Anche gli insediamenti umani e lo sfruttamento eccessivo del territorio stanno mettendo a dura prova i sistemi fluviali. Circa 58 milioni di persone vivono nella zona del Reno e la sua acqua viene utilizzata per bere, irrigare e produrre energia. La scarsità d’acqua nei bacini fluviali europei colpisce un quarto del territorio della regione, secondo l’Agenzia europea per l’ambiente. Inoltre, se si vuole che in futuro i fiumi possano gestire più traffico, gran parte delle infrastrutture europee vecchie di decenni, compresi porti e chiuse, dovranno essere aggiornate.

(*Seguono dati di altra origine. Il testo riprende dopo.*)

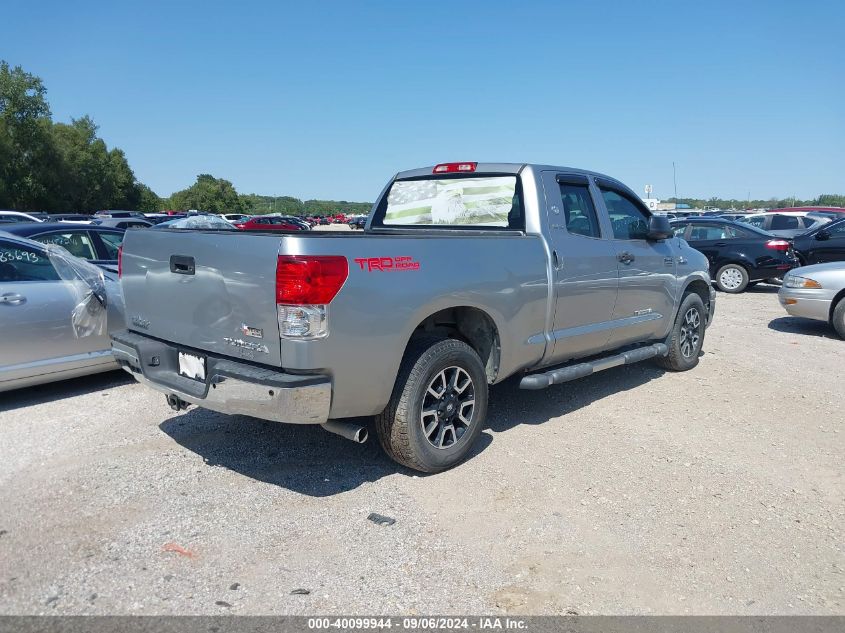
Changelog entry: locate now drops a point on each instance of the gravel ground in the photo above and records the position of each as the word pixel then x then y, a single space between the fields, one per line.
pixel 715 491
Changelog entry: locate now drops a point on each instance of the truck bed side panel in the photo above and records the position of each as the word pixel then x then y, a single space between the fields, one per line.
pixel 233 284
pixel 395 282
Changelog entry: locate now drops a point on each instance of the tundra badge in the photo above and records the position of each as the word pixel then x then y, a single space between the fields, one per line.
pixel 254 332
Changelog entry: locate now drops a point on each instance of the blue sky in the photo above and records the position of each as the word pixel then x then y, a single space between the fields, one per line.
pixel 329 99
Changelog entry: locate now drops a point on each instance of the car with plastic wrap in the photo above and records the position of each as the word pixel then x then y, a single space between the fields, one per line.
pixel 96 244
pixel 465 274
pixel 55 313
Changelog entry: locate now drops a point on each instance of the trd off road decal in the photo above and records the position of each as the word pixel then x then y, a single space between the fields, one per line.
pixel 387 264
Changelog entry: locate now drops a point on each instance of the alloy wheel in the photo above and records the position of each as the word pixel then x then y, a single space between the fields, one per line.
pixel 690 333
pixel 448 407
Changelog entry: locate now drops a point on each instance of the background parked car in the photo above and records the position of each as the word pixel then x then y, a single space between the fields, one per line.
pixel 235 217
pixel 89 242
pixel 197 221
pixel 158 218
pixel 70 217
pixel 788 224
pixel 43 342
pixel 268 223
pixel 120 214
pixel 739 254
pixel 825 243
pixel 10 217
pixel 816 292
pixel 123 223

Secondo l’Organizzazione meteorologica mondiale (Omm), circa la metà della popolazione mondiale sperimenta già una grave scarsità d’acqua almeno per una parte dell’anno. Le Nazioni Unite hanno avvisato che il mondo «sta andando verso una crisi idrica globale», con una carenza del 40% delle risorse di acqua dolce prevista entro il 2030. Solo circa il 3,5% dell’acqua mondiale è acqua dolce, per lo più contenuta nei ghiacciai. Stefan Uhlenbrook, direttore del settore idrologia, acqua e criosfera dell’Omm, sostiene che la domanda di acqua sta «superando la disponibilità di acqua», e il cambiamento climatico non fa altro che rafforzare questo problema. La scarsità d’acqua, ma anche i rischi di inondazioni e siccità prolungata si aggravano con il riscaldamento globale: cambiano i modelli delle precipitazioni, interrompendo l’intero ciclo dell’acqua. In altre parole, le forti piogge possono essere troppo intense perché le difese idriche esistenti possano reggere, mentre le inondazioni improvvise influiscono sulla qualità dell’acqua dolce. «Questa non è solo una sfida ambientale – ha spiegato Mina Guli, amministratore delegato della fondazione Thirst – è un rischio economico e commerciale. È un rischio che tocca la catena di fornitura. Le imprese e gli investitori finora non sono riusciti ad apprezzare l’enormità e la portata della sfida che stiamo affrontando quando si tratta di acqua».